It has not been a good day today. Since early this morning I have felt on edge, cranky and short fused. I went to SAFE today and being that this is the 1st week of my last 10 weeks, it was more about going over the roles, rules and expectations.
My anxiety is through the roof! I did my trigger sheet in therapy. I picked my topic which was about my dog’s nails on my flooring and how she walks up and down hallway. when she gets anxious. It drives me batty!! I’ve also found that it really triggers my anxiety and I become agitated. So while I was breaking down my comment, I noticed one reality was I think Lucy does this as a means of getting my attention when she really needs to go outside. The other reality was perhaps she had been at the door to go out and I didn’t hear her pawing the door. The last thing I realized was I was angry at my b/f for being at work for 14 hours and I was tired, wanting a break.

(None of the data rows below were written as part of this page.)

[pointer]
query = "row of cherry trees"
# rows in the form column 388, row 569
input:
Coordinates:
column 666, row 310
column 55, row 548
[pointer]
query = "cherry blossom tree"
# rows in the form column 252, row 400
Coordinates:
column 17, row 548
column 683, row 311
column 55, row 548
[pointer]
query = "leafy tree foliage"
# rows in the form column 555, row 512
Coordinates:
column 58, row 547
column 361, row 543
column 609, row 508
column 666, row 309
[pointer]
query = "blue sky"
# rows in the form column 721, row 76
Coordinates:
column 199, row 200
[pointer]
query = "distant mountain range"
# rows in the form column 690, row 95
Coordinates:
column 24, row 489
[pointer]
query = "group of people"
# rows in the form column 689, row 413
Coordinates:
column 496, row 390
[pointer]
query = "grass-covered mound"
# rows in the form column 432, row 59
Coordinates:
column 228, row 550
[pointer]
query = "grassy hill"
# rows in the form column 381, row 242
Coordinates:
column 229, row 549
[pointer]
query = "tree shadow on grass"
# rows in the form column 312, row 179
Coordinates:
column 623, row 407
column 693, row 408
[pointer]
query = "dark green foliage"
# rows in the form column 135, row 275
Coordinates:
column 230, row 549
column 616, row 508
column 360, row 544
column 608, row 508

After my groups session was done, I realized my anxiety hadn’t settled at all, so I asked to speak to one of the co-facilitators. J sat down with me and I explained the Trigger with my dog’s nails and the other is my fear and anxiety of the end of this group; that I am worried that I haven’t really grasped much in the way of tools, that my mind set seems stuck and angry through most of the 20 weeks thus far. J, told me that I have two triggers going on. She suggested that we look at the 5 senses which are Sight, Sound, Smell, Touch and Taste. She suggested I think of things that I find soothing. Things like having a warm cup of herbal tea, lighting a candle, I like to light incense, listening to quiet music is another thing I like.

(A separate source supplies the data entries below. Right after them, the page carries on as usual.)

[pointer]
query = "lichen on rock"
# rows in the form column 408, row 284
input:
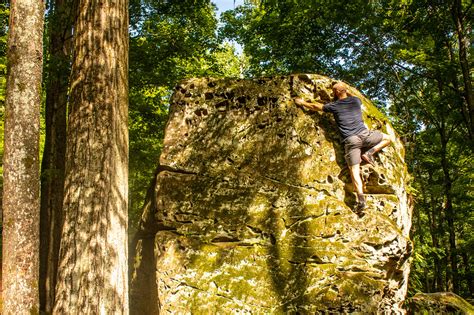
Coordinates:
column 250, row 210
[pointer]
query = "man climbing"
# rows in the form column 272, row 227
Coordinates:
column 356, row 137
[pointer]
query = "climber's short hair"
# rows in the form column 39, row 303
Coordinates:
column 339, row 86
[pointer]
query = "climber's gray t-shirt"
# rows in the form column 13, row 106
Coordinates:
column 348, row 115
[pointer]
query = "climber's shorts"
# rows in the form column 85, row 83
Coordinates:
column 362, row 141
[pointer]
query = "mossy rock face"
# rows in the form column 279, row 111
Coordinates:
column 250, row 210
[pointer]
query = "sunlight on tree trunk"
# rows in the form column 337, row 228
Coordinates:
column 21, row 159
column 52, row 168
column 92, row 276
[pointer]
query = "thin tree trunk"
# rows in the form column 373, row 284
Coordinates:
column 468, row 272
column 450, row 216
column 92, row 275
column 21, row 158
column 53, row 164
column 463, row 41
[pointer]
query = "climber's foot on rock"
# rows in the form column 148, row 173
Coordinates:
column 369, row 158
column 359, row 208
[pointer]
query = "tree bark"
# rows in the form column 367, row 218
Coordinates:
column 450, row 215
column 92, row 275
column 21, row 158
column 53, row 164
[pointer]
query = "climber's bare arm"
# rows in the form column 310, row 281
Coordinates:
column 314, row 106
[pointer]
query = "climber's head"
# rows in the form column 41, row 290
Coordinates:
column 340, row 90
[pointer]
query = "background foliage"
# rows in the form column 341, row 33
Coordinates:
column 407, row 55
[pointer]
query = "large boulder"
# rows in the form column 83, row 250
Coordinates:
column 250, row 209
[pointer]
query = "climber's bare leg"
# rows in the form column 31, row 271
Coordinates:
column 356, row 179
column 369, row 155
column 382, row 144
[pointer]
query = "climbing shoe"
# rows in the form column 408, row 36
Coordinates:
column 369, row 158
column 359, row 208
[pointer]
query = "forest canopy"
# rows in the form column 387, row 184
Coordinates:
column 412, row 57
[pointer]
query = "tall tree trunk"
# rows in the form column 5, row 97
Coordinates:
column 92, row 275
column 21, row 158
column 463, row 41
column 53, row 164
column 468, row 272
column 450, row 216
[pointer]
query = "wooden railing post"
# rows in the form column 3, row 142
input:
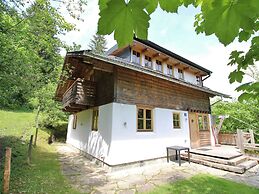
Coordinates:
column 30, row 150
column 252, row 137
column 7, row 170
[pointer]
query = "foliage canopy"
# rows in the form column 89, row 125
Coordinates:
column 226, row 19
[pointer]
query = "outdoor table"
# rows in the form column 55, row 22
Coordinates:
column 177, row 152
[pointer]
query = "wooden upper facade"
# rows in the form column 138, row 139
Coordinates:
column 137, row 74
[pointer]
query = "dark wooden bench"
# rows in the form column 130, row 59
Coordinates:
column 177, row 152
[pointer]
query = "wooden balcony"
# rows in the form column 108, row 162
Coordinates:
column 79, row 96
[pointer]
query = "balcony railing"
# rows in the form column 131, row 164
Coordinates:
column 80, row 96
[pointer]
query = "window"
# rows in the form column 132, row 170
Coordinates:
column 136, row 57
column 95, row 120
column 170, row 70
column 176, row 120
column 180, row 74
column 203, row 122
column 144, row 119
column 74, row 121
column 158, row 65
column 148, row 62
column 198, row 80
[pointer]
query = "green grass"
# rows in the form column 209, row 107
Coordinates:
column 205, row 184
column 44, row 174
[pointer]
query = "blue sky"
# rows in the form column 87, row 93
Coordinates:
column 176, row 33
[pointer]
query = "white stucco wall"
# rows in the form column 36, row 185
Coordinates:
column 95, row 143
column 117, row 140
column 128, row 145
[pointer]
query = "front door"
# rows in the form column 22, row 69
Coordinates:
column 194, row 131
column 199, row 129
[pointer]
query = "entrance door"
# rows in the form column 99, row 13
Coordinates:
column 194, row 131
column 199, row 129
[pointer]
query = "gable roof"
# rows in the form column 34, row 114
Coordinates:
column 171, row 54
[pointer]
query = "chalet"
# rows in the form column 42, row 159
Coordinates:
column 131, row 103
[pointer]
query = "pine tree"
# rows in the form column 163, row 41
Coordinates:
column 98, row 44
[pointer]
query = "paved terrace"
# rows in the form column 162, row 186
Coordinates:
column 87, row 177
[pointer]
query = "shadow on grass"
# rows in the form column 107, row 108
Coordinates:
column 42, row 176
column 205, row 184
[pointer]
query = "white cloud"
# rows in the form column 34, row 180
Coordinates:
column 86, row 28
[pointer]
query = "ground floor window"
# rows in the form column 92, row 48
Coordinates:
column 144, row 119
column 176, row 120
column 203, row 122
column 95, row 119
column 74, row 121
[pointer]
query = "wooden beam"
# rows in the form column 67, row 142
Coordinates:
column 156, row 55
column 144, row 50
column 166, row 59
column 177, row 64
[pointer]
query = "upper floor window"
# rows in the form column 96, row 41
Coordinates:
column 136, row 57
column 176, row 121
column 170, row 70
column 148, row 62
column 198, row 80
column 203, row 122
column 144, row 119
column 158, row 65
column 74, row 121
column 95, row 119
column 180, row 74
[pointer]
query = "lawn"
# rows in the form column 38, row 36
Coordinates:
column 44, row 174
column 205, row 184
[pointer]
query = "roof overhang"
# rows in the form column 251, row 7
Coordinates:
column 87, row 55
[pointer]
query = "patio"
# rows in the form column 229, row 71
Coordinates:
column 222, row 152
column 84, row 175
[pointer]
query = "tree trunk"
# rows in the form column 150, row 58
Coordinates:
column 37, row 125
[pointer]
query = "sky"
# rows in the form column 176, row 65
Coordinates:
column 176, row 33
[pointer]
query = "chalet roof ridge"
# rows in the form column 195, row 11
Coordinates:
column 172, row 54
column 123, row 63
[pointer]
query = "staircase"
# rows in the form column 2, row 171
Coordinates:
column 238, row 164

When I returned home, my mood hadn’t changed. I find when anxiety gets really bad, I clean a lot! At one point I said to my b/f “do you think I need to bleach the house?” I know it isn’t as clean as it should be. He said that he thought the house was just fine. I also said to him that if he wanted to break up with me that I would understand, he looked at me and asked where that came from? I said well its true, I am not stable, that I don’t know what my moods are going to be from one moment to another, that I didn’t blame him for wanting to get the hell out of dodge.
I do not understand how my moods can swing so erratically, or why some words are triggers and others aren’t. I am afraid of so many things, and when I am not afraid, I am angry! Its like being split in two and at times my thoughts become so overwhelmed that I struggle with processing.